AN ENVIRONMENTAL advocate has called on the Victorian Government to get serious about its Basin Plan commitments and avoid pushing for any extension to the deadline by which it must recover water for the environment.
Environment Victoria Healthy Rivers campaigner Tyler Rotche said any delays would have a “big impact” on river ecology and questioned the validity of one government report which suggested an extension of deadlines may result in more environmental outcomes.
Basin state water ministers meet federal Water Minister Tanya Plibersek next week to discuss the progress of the Basin Plan as it nears its 2024 deadline.
It is anticipated Victoria and NSW, responsible for the majority of water recovery projects, will push for a change in the deadline, to allow more time to recover the total 2750GL of water required to be returned to the environment.

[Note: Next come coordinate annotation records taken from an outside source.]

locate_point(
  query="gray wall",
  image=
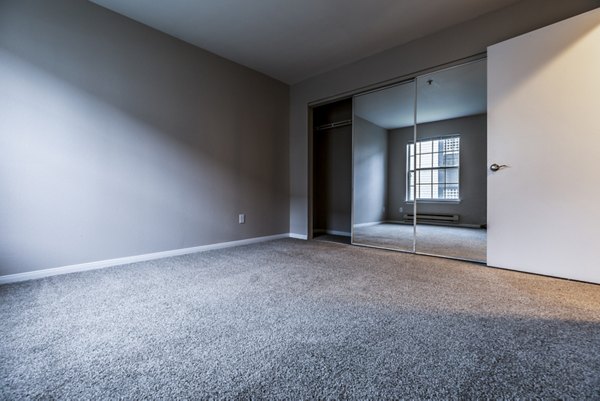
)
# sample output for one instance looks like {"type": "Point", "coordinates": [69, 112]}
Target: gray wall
{"type": "Point", "coordinates": [464, 40]}
{"type": "Point", "coordinates": [118, 140]}
{"type": "Point", "coordinates": [370, 171]}
{"type": "Point", "coordinates": [473, 169]}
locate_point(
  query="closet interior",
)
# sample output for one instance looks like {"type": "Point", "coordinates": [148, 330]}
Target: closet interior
{"type": "Point", "coordinates": [332, 171]}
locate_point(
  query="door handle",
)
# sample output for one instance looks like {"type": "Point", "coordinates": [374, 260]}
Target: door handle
{"type": "Point", "coordinates": [495, 167]}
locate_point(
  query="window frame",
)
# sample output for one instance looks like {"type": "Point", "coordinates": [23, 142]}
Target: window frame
{"type": "Point", "coordinates": [415, 170]}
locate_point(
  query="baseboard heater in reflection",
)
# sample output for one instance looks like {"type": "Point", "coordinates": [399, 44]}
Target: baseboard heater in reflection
{"type": "Point", "coordinates": [448, 218]}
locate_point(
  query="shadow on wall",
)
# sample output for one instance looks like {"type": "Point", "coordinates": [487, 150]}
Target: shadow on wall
{"type": "Point", "coordinates": [118, 140]}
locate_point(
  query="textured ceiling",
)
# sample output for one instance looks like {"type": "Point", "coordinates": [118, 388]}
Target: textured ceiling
{"type": "Point", "coordinates": [292, 40]}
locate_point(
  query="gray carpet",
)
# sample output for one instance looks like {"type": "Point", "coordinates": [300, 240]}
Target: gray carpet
{"type": "Point", "coordinates": [297, 320]}
{"type": "Point", "coordinates": [456, 242]}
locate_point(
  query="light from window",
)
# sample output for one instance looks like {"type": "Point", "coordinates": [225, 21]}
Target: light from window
{"type": "Point", "coordinates": [434, 163]}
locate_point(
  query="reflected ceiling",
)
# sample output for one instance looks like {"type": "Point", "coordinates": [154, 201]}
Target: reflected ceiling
{"type": "Point", "coordinates": [452, 93]}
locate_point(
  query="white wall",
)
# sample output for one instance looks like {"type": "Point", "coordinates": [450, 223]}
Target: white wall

Victorian Water Minister Harriet Shing recently told Guardian Australia independent reviews had indicated 2024 was “not a realistic deadline” for all aspects of the Basin Plan.
But Mr Rotche dismissed one such report, The Frontier Economics Report, as a “fundamentally flawed” summary of water recovery in the state.

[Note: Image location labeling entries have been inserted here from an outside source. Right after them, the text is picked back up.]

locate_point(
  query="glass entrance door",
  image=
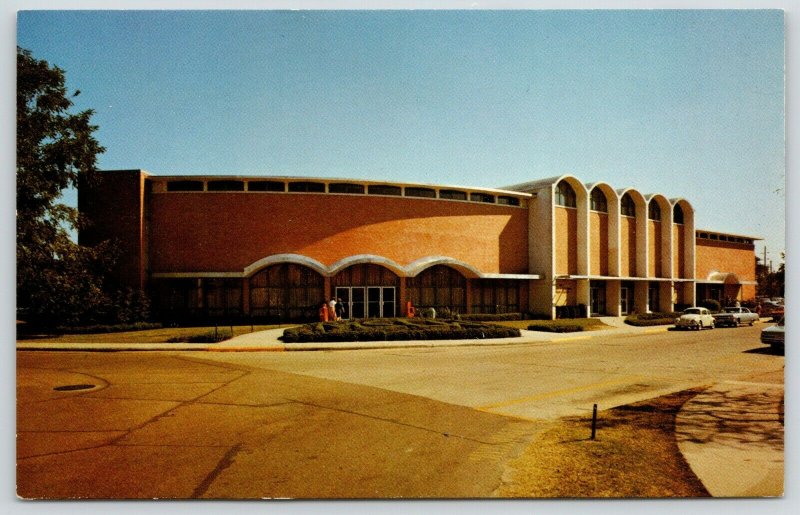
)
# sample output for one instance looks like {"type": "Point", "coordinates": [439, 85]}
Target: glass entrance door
{"type": "Point", "coordinates": [367, 302]}
{"type": "Point", "coordinates": [624, 300]}
{"type": "Point", "coordinates": [597, 291]}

“The target in the (Basin) Plan is less than half of what the environment needs,” Mr Rotche said.
He said the report only considered “the costs of reducing water consumption and returning water to the environment – without considering the costs of inaction”.
“It’s better than a back of the envelope calculation,” he said. “But it’s not the sort of detailed research you’d expect 10 years into the Basin Plan.”

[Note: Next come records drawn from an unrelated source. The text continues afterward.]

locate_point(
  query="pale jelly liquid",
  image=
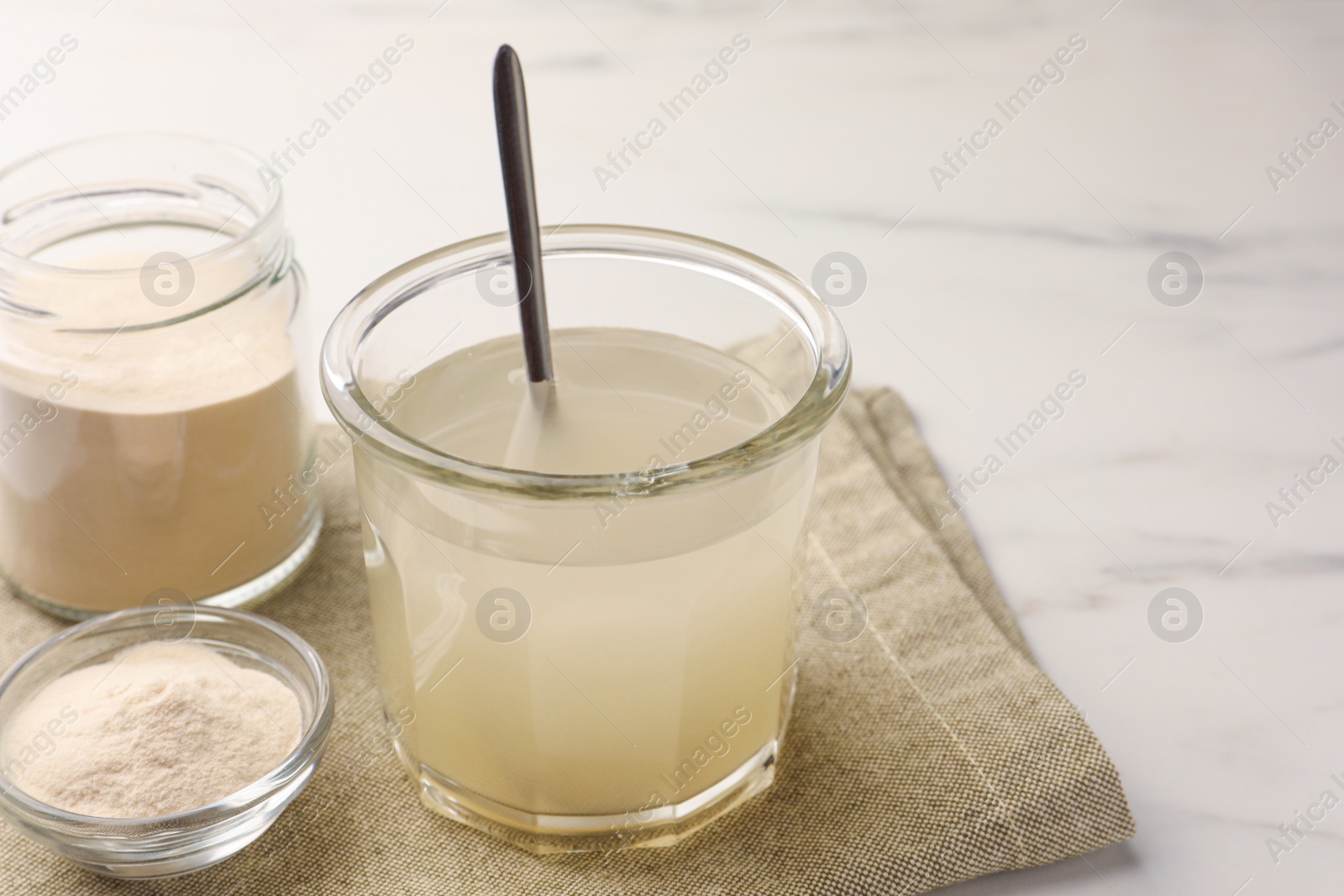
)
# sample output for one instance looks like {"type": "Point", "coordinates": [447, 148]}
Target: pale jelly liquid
{"type": "Point", "coordinates": [655, 660]}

The report, prepared for the Department of Environment, Land and Water, suggested that as of April 2022, about 2106.4 GL of environmental water had been recovered across the Murray-Darling Basin.
It noted infrastructure projects (known as SDLAM) may achieve 94 per cent of the total target (2750 GL) but an extension of timelines would increase the likelihood of a “greater proportion of the environmental outcomes of constraints removal to be achieved”.
It also suggested buybacks of 372.3GL of high-reliability water used in agriculture would “necessitate an additional 8700 hectares of high-value horticulture being dried off”.
It went on to note that if an additional 760GL were bought back, the cost to foregone production would exceed $850 million per year and equate to the loss of all perennial horticultural plantings in Mildura, Merbein, Red Cliffs, Robinvale and Nyah Irrigation Districts in 2021.
Ms Plibersek said the report did not include evidence on the beneficial outcomes of water recovery, according to a report in The Weekly Times.
“This includes the socio-economic benefits from improved river health and water quality for a broad range of water users, including communities along the river,” she said.
Mr Rotche said “better research” indicated farmers who sold water spent money locally and “the majority only sold some of their share and stayed in farming”.